The Earth is a living planet, as revealed by tectonic processes spanning various time and spatial scales, including earthquake, volcano eruptions, mountain building, basin formation, etc. All these tectonic processes are dominated by the solidus buoyancy flow inside the Earth's mantle - mantle convection.
Southeast Asia is a unique place to investigate the effects of mantle convection on surface tectonics. This intriguing place has the most prominent low dynamic topography on Earth at present, as indicated by numerical models and observations.

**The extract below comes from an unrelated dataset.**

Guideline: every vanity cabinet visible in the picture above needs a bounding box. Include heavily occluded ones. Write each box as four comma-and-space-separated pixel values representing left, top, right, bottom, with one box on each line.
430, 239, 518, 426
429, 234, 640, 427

Sundaland, the continental core of Southeast Asia, underwent intense deformation in the past, as revealed by the low seismic velocity in the lithosphere and upper mantle, widespread rifting basins and high heat flux. However, Sundaland is tectonically quiet at present and manifests as the low seismicity and strain rate. We investigate global mantle viscosity and temperature structures with the constraints of geoid, free air gravity, gravity gradients and residual topography.
With the knowledge of mantle temperature and viscosity structures, we focus on the dynamic evolution of Southeast Asia, with dynamic models considering both lithospheric scale deformation and mantle convection. We demonstrate that a large mass of dense, cold slab material lay horizontally within the transition zone beneath southern Sundaland before the Miocene, due to the impedance of the 660 phase boundary. During the early Miocene the stagnant slab became unstable and penetrated into the lower mantle, forming a slab avalanche event. This slab avalanche event induced significant change in large scale topography, stress field and basin regimes and sedimentary environments in southern Sundaland.
We suggest that the slab avalanche might have occurred beneath other subduction zones and generated strong changes on surface tectonics.